I guess I will leave it at that for now.....will try to post in the next week or two....(maybe)...
Sunday, June 24, 2018
What Motivates You?
I remember someone said that if you need motivation to get started or to do something, then you probably don't want to do it, or shouldn't. I can see the point in that, but surely this isn't the case for everyone. If memory serves, it was Trent Reznor that said that on a Rockline interview many moons ago. That is easy for him to say. He may be wired a certain way than I might be (very clearly). Let's say that he is musically gifted and working on music isn't as hard to him, and he probably has the means to do so as well. Different circumstances for everyone.
I do certainly understand what he meant by that. If you want to do something, then just fucking do it, right?! Bam! Simple as that. It certainly makse a ton of sense, but it just isn't as easy as that for some...hell, for most, I imagine. Having said all of that, I am starting to just do things. It's a slow process, but I am crawling my way into starting things, and keeping them going. There's a lot to do.
The big thing is maintaining it I should be so much better at running, but I always stop. It's never easy. There a lot of reasons to stopping, but in the end you might think that are excuses.

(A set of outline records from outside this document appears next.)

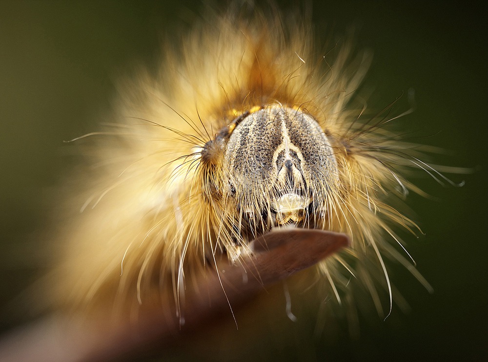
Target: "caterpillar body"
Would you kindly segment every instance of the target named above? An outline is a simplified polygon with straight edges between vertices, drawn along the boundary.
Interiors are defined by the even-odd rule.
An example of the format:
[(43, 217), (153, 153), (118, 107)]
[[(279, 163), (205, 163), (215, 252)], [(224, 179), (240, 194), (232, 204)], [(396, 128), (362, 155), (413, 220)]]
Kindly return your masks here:
[(370, 57), (321, 52), (299, 17), (209, 17), (74, 142), (89, 166), (62, 196), (49, 302), (128, 319), (170, 300), (179, 314), (216, 260), (239, 264), (252, 240), (292, 227), (347, 235), (315, 272), (339, 302), (354, 284), (382, 311), (385, 260), (410, 266), (395, 228), (417, 228), (398, 200), (416, 191), (411, 169), (430, 169), (388, 130), (391, 105), (368, 114), (355, 98)]

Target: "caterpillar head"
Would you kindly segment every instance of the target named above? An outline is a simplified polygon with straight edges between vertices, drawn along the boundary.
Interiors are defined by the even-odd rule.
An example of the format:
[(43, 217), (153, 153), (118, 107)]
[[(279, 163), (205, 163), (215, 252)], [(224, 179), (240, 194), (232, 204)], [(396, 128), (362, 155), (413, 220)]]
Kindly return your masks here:
[(238, 239), (285, 225), (313, 227), (325, 217), (328, 195), (337, 187), (337, 165), (310, 115), (278, 104), (256, 107), (208, 143), (203, 159), (212, 153), (219, 161), (207, 188), (218, 190), (211, 197)]

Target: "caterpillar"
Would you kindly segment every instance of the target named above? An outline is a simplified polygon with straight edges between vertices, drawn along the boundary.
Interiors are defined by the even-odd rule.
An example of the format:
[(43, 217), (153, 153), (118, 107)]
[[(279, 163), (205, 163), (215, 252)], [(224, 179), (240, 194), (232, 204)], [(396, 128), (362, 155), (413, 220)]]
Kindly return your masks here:
[(336, 300), (354, 284), (391, 305), (385, 260), (409, 265), (395, 230), (416, 229), (396, 206), (418, 191), (413, 169), (435, 170), (388, 129), (392, 105), (371, 113), (356, 97), (368, 53), (321, 51), (298, 17), (242, 15), (209, 14), (160, 72), (121, 85), (102, 130), (71, 143), (90, 166), (60, 198), (50, 304), (121, 318), (180, 305), (216, 259), (238, 264), (253, 240), (291, 227), (349, 237), (314, 269)]

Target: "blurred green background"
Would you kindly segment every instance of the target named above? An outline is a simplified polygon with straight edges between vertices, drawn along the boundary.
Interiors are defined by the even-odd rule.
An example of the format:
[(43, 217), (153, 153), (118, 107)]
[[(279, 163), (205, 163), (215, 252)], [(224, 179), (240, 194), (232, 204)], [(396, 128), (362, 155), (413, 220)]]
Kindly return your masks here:
[[(488, 359), (488, 38), (486, 12), (474, 4), (312, 4), (319, 38), (353, 26), (358, 46), (374, 52), (368, 104), (379, 107), (414, 89), (416, 108), (402, 127), (449, 150), (440, 164), (475, 171), (449, 175), (466, 181), (461, 188), (416, 180), (435, 199), (407, 199), (426, 234), (410, 237), (408, 249), (433, 294), (399, 268), (393, 278), (410, 305), (407, 315), (394, 308), (385, 321), (362, 323), (359, 340), (344, 332), (304, 345), (305, 335), (255, 354), (282, 360)], [(7, 318), (8, 302), (43, 266), (25, 243), (49, 212), (46, 190), (67, 172), (62, 141), (96, 130), (117, 79), (133, 74), (135, 64), (154, 66), (161, 40), (191, 24), (202, 7), (193, 1), (0, 2), (0, 330), (16, 322)]]

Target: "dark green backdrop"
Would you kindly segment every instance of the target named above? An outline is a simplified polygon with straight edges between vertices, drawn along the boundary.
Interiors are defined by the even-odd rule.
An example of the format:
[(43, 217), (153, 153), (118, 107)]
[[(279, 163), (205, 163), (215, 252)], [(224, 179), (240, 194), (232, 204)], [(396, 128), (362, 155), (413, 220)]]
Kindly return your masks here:
[[(47, 212), (43, 193), (66, 172), (69, 157), (62, 140), (96, 129), (118, 78), (130, 74), (140, 62), (153, 66), (160, 40), (171, 36), (175, 24), (193, 21), (200, 3), (181, 3), (0, 2), (0, 306), (5, 306), (4, 312), (9, 310), (7, 301), (42, 267), (23, 243)], [(386, 105), (413, 88), (417, 107), (406, 118), (405, 128), (419, 137), (431, 136), (425, 142), (450, 150), (439, 156), (440, 163), (475, 172), (452, 176), (456, 182), (466, 181), (462, 188), (419, 179), (417, 184), (436, 199), (410, 199), (426, 236), (410, 238), (408, 250), (433, 285), (433, 295), (400, 270), (393, 277), (410, 303), (407, 315), (394, 309), (394, 318), (363, 323), (359, 340), (345, 333), (333, 343), (316, 341), (305, 348), (287, 342), (281, 351), (277, 350), (277, 358), (488, 358), (488, 40), (482, 23), (487, 14), (474, 3), (313, 4), (318, 33), (331, 28), (340, 33), (353, 25), (358, 45), (374, 51), (366, 80), (375, 89), (371, 104)], [(8, 314), (1, 315), (3, 330), (15, 322)], [(305, 348), (310, 350), (296, 352)]]

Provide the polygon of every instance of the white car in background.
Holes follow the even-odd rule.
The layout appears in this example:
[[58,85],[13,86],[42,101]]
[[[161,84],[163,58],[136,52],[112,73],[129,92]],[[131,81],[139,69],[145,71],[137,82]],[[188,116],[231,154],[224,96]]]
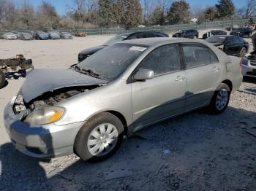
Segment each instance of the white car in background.
[[18,39],[17,35],[11,32],[4,34],[1,37],[7,40],[15,40]]
[[253,55],[241,60],[242,75],[244,77],[256,77],[256,60]]

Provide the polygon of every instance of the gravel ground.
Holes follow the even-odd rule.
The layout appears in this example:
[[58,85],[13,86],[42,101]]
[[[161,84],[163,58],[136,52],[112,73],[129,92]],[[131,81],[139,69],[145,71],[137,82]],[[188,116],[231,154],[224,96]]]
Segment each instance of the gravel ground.
[[244,79],[221,115],[202,109],[151,126],[98,163],[39,161],[12,147],[3,104],[22,82],[0,90],[0,190],[256,190],[255,79]]

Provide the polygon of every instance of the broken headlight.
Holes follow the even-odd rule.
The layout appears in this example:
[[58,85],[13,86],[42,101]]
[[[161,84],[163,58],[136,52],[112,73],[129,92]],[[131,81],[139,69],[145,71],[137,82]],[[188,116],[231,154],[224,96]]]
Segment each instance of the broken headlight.
[[55,122],[64,115],[63,107],[46,106],[34,109],[25,119],[24,122],[31,125],[46,125]]

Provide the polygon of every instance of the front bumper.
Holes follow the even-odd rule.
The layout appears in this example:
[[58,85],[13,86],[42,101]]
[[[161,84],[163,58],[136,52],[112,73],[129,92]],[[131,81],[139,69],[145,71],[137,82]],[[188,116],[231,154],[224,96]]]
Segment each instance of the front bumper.
[[84,122],[56,125],[31,126],[15,115],[13,101],[5,107],[4,122],[13,146],[23,154],[37,158],[50,158],[73,153],[75,136]]
[[244,77],[256,77],[256,66],[243,65],[242,75]]

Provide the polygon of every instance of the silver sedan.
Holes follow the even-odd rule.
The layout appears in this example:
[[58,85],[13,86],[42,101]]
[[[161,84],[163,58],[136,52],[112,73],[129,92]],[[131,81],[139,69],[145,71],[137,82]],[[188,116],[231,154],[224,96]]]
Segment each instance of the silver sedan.
[[110,45],[69,69],[34,69],[4,112],[15,147],[39,158],[113,155],[123,138],[202,107],[221,114],[241,85],[241,59],[200,40]]

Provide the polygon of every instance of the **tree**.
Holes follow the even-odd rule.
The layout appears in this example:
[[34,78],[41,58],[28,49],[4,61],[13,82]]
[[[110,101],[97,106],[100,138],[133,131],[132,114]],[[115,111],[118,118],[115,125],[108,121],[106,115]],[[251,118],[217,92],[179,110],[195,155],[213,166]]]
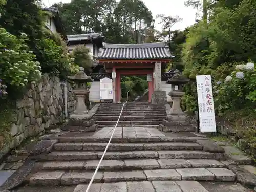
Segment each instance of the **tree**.
[[177,22],[182,20],[182,18],[179,16],[173,17],[172,16],[165,16],[162,14],[157,15],[157,18],[160,18],[159,24],[162,25],[162,35],[164,37],[167,38],[168,42],[170,42],[172,37],[172,28]]
[[72,52],[73,57],[75,59],[74,63],[83,67],[86,70],[90,71],[92,66],[92,58],[90,52],[90,49],[83,45],[76,46]]

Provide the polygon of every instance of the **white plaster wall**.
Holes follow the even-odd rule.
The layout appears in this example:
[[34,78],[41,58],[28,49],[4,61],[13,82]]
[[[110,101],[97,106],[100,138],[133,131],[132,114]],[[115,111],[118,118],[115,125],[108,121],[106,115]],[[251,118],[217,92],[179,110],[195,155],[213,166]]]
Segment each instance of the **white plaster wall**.
[[166,97],[167,97],[167,101],[170,102],[172,101],[172,98],[168,95],[168,94],[172,90],[172,85],[170,84],[166,84],[165,83],[166,81],[161,81],[161,84],[162,86],[162,91],[164,91],[166,93]]
[[45,25],[47,26],[48,28],[53,33],[56,33],[57,31],[55,24],[52,18],[48,17],[48,18],[45,22]]
[[[76,46],[77,46],[79,45],[80,45],[80,44],[70,45],[69,46],[69,50],[70,53],[71,53],[72,52],[73,50],[75,49]],[[92,59],[92,58],[93,58],[92,56],[93,55],[93,44],[86,44],[85,45],[86,45],[86,47],[90,49],[90,54],[91,55]]]
[[53,21],[53,19],[51,19],[51,28],[50,29],[53,33],[56,33],[57,32],[57,29],[56,28],[56,25]]
[[100,102],[99,81],[92,82],[90,88],[89,101],[93,102]]

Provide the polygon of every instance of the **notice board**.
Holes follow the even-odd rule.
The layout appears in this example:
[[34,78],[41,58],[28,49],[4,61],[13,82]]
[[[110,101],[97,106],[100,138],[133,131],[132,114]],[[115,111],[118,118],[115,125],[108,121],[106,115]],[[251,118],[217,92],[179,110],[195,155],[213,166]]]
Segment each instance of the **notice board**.
[[113,100],[112,79],[107,77],[100,79],[100,100]]

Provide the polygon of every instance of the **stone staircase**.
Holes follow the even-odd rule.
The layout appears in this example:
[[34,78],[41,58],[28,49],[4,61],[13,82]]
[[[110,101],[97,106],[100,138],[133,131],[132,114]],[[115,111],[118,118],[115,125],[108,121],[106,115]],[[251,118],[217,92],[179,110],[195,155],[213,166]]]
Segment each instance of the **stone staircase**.
[[[102,103],[94,116],[99,129],[114,126],[118,119],[122,103]],[[147,102],[127,103],[118,123],[119,126],[157,127],[165,119],[164,105],[152,105]]]
[[[37,170],[26,183],[77,185],[74,192],[85,191],[112,130],[104,128],[90,137],[59,137],[53,151],[37,157]],[[236,180],[221,161],[224,152],[204,137],[166,137],[155,128],[118,127],[90,191],[207,192],[195,181]]]
[[[84,192],[121,106],[102,104],[95,115],[102,129],[96,132],[44,138],[53,141],[52,150],[33,157],[37,162],[24,183],[32,188],[60,186],[63,191],[73,186],[72,192]],[[157,129],[165,117],[164,106],[131,103],[123,113],[89,192],[212,192],[205,182],[239,181],[222,147],[198,134],[164,134]]]

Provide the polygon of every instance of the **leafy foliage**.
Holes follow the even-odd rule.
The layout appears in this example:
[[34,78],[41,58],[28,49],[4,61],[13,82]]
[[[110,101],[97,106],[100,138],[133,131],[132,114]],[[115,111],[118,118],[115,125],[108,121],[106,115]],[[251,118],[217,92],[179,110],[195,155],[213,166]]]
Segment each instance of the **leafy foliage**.
[[91,70],[92,66],[92,58],[90,52],[90,49],[83,45],[76,46],[72,52],[75,63],[83,67],[86,70]]
[[[34,54],[31,55],[33,58],[30,59],[37,61],[37,64],[40,63],[41,72],[65,78],[76,71],[77,66],[74,64],[73,59],[68,55],[67,46],[63,40],[60,39],[59,36],[53,34],[46,29],[45,16],[37,3],[35,0],[8,1],[1,9],[0,25],[11,34],[17,36],[23,33],[27,34],[26,43],[31,53]],[[13,16],[13,13],[15,13],[15,16]],[[34,70],[37,70],[37,69]],[[17,75],[20,74],[13,74],[20,77],[20,79],[24,77]],[[18,77],[15,80],[17,83],[24,83],[18,79]]]
[[0,28],[0,76],[5,83],[17,87],[37,81],[41,76],[39,62],[25,44],[27,35],[18,38]]
[[[186,95],[183,98],[184,108],[188,111],[197,108],[196,75],[211,74],[215,82],[223,82],[227,76],[234,75],[231,73],[238,64],[246,62],[248,59],[256,61],[256,50],[253,46],[256,43],[256,2],[240,2],[239,5],[237,2],[232,8],[223,1],[220,2],[215,5],[208,23],[200,22],[189,29],[182,51],[184,74],[191,80],[186,87]],[[250,77],[246,77],[245,79],[253,82]],[[220,91],[217,95],[220,97],[219,102],[215,101],[217,111],[223,113],[225,110],[247,107],[245,102],[248,104],[246,99],[250,97],[248,95],[251,97],[250,102],[253,101],[254,92],[248,92],[246,88],[245,94],[244,89],[246,86],[255,88],[256,84],[251,84],[247,81],[243,83],[240,84],[237,79],[227,87],[223,87],[222,92]],[[232,97],[234,100],[231,101]]]

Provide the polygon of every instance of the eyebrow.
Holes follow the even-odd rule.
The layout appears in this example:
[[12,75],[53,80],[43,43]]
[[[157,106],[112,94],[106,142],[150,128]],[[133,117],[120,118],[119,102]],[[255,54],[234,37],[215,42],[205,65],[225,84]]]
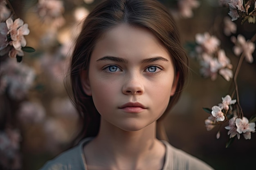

You can say that, for sure, but they are legitimate. Having a family, having a full time job, and even owning a house. None of it is easy. It is easy, however, stopping. Way too easy. Ugh. I am really going to try. I've had a successful week, now just to grow in it. Improve. I have to. It is my goal. I am going to try the just fucking do it thing. So far, one week in, I've done it. One week...no big whoop, right?!! No. Maybe not, but it's a start, and I go from here.